At the same time, he agreed to open an investigation into the transfer of two employees from Europol, a pan-European law enforcement coordination agency, to Thorn — after another complaint by Breyer about a possible conflict of interest.
“I have decided to launch an investigation to investigate how Europol dealt with the transfers of two former staff members to positions related to the fight against online child sexual abuse,” he wrote. “As a first step, I have decided that it is necessary to inspect certain documents held by Europol relating to these post-service activities. I expect to receive these documents by January 15, 2024.”

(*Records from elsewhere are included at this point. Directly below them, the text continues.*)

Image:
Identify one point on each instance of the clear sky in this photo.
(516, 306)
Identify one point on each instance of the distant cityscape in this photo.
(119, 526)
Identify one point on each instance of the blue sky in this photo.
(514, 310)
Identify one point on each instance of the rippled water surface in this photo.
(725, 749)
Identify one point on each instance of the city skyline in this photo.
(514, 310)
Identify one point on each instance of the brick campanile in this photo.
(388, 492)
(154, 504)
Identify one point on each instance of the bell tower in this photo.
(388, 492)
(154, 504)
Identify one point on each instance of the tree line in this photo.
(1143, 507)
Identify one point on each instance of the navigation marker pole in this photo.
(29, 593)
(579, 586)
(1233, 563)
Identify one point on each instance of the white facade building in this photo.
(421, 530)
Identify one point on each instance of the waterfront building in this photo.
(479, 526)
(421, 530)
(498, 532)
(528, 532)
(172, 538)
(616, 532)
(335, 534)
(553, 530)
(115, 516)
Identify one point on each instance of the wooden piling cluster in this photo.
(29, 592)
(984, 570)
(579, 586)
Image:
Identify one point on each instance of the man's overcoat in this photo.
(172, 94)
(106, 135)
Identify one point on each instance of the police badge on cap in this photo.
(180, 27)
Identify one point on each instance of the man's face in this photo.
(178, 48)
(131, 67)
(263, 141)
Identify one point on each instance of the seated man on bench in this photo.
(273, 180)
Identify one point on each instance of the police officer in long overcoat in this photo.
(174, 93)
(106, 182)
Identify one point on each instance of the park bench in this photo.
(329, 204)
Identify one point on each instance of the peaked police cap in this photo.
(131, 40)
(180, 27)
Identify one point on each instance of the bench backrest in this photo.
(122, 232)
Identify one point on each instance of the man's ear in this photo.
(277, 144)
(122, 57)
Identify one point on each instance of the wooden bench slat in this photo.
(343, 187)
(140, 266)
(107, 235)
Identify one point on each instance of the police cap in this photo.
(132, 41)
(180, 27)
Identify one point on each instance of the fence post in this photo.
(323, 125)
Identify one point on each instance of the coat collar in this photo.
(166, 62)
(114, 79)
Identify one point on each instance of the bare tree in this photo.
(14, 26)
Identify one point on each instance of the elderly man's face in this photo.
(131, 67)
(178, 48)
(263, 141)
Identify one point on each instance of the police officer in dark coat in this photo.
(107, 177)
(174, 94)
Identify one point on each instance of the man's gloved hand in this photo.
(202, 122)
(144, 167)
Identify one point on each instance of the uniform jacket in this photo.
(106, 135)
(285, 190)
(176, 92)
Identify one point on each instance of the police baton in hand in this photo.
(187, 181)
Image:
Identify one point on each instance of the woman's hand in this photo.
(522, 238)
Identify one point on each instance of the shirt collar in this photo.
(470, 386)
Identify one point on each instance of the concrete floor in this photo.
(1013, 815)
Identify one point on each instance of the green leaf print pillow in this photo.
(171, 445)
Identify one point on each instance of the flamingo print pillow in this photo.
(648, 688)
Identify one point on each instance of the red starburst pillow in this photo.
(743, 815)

It remains to be seen what the Ombudsman’s investigation into Europol’s communications with Thorn will turn out to be. (But there is, perhaps, no small irony that additional controversy surrounding the Commission’s message-scanning proposal is fueled by access to (and/or lack of) “private” communications passing between EU institutions and lobbyists of the industry. there’s a message there for policymakers, if only they’d read it.)
We reached out to Thorn, but it did not respond to a request for comment about the ombudsman’s investigation.
A piece of investigative journalism published by BalkanInsight Last fall, looking at Thorn’s lobbying and reports of communications between the Commission and Thorn that its reporters were able to obtain, he questioned the level of influence commercial manufacturers of child safety technology have gained who stand to benefit from laws that mandate the scanning of messages in relation to EU policy-making.
“After seven months of communication about access to documents and the intervention of the European Ombudsman, in early September the Commission finally published a series of email exchanges between the Directorate-General for Migration and Home Affairs and Johansson’s Thorn,” its reporters said. “The emails reveal an ongoing and close working relationship between the two sides in the months after the launch of the CSAM proposal, with the Commission repeatedly facilitating Thorn’s access to critical decision-making spaces involving ministers and representatives of EU member states.” .
The EU commissioner who spearheaded the proposal to sweep CSAM, home affairs commissioner Ylva Johansson, has repeatedly rejected allegations that she allowed industry lobbyists to influence her proposal.
Follow-up report from BalkanInsight last year, citing the minutes released under freedom of information, it found that Europol officials had pressed in a meeting with Commission staff for unfiltered access to the data they would obtain under the CSAM scanning proposal. and for the scanning systems to be used to detect other types of crime, not just child sexual abuse.
Critics of the EU’s controversial CSAM scanning proposal have long warned that once the monitoring technology is embedded in the private messaging infrastructure it will put pressure on law enforcement agencies to expand the scope of what is scanned.